Society Guidelines Put The FDA In A Bind
The issues around compounding and continued use of 17P even in Makena’s absence highlight the quandary in which the FDA finds itself.
On the one hand, there is a failed confirmatory efficacy trial for an accelerated approval drug, and an advisory committee’s overwhelmingly negative conclusion that neither substantial evidence of effectiveness on prevention of recurrent preterm birth, nor clinical benefit on neonatal outcomes, have been demonstrated.
AMAG CMO Julie Krop
Discussing the potential for changes to professional society guidelines:
- “I think the committees are not going to make their decisions based on FDA, they’re going to make their decisions based on data. If new data comes out, that will affect their decisions. I don’t think they’re going to be affected necessarily just by what the FDA says. They typically are data-driven organizations that are focused on what is best for their patients and their patient population.”
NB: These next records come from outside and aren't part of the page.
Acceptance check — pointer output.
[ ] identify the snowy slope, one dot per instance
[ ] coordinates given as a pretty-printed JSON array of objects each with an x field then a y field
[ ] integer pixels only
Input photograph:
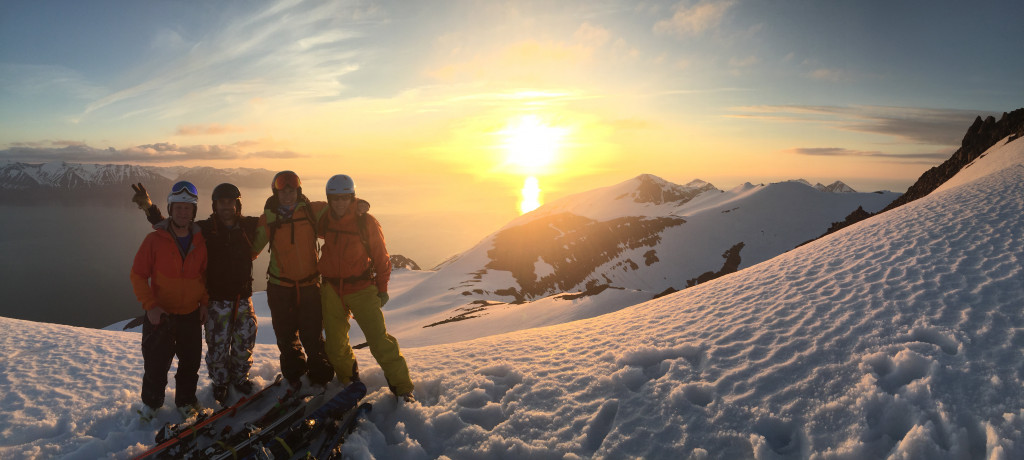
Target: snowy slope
[
  {"x": 899, "y": 337},
  {"x": 599, "y": 251}
]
On the other hand, the approved indication is a rare condition, the drug is manufactured under GMP regulations, and two major professional societies – the Society for Maternal-Fetal Medicine (SMFM) and American College of Obstetricians and Gynecologists (ACOG) – continue to recommend use of Makena’s active ingredient for preventing recurrent preterm birth, even after public release of the data from the failed PROLONG trial.
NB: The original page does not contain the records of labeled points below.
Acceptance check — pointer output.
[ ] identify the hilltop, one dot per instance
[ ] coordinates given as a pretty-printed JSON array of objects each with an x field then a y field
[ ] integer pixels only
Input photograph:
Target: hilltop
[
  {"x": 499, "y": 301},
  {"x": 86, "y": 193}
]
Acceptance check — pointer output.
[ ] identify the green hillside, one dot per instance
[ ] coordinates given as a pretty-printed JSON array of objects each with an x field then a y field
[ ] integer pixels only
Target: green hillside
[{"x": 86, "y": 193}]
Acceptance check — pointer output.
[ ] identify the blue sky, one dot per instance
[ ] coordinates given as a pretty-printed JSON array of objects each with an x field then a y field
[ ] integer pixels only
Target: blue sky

AMAG has attributed PROLONG’s failure to hit its coprimary efficacy endpoints to baseline differences in risk between subjects who enrolled in the confirmatory trial and those in the original Meis trial that led to accelerated approval. (Also see "AMAG’s Makena: Did Accelerated Approval Kill The Confirmatory Trial?" - Pink Sheet, 31 Oct, 2019.)
After the PROLONG study results were published on 25 October, the same day the agency’s advisory committee briefing document was released, ACOG and SMFM issued statements reaffirming support for use in certain women at risk for recurrent preterm birth.
AMAG CEO Bill Heiden
Discussing the advisory committee meeting:
- “My impression of the advisory committee was that the clinicians, the ob/gyns on that panel, were very supportive of the efficacy of Makena. … This advisory committee was kind of overpopulated with statisticians who are not clinicians and were purely looking at statistics and … struggled a little bit to say, ‘Well, I can’t figure out which patients benefited statistically if I look across these studies.’ Of course, the clinicians were saying that’s common with drugs. … There were some other constituents on that advisory committee that I think had a harder time really understanding the nuances of maternal health care.”
ACOG said its guidance is “based on a review of the best available literature. As such, we will continue to monitor this topic, evaluate additional literature and any further analyses as published, and address findings as needed in relevant clinical guidance.”
AMAG has pointed to the professional society guidelines as evidence that the clinical community remains supportive of Makena’s efficacy. Company executives reiterated this view in AMAG’s third quarter earnings call, held three days after the panel review. (See box.)
AMAG also has emphasized the expertise divide among those panelists who favored keeping the drug on the market and those who supported withdrawal.
Five of the six obstetrician/gynecologists and maternal-fetal medicine specialists on the committee voted for continued marketing. In contrast, all four biostatisticians on the committee voted for withdrawal, execs noted on the earnings call. (See box.)
Two of the three neonatologists on the committee also voted with the majority in favor of withdrawal.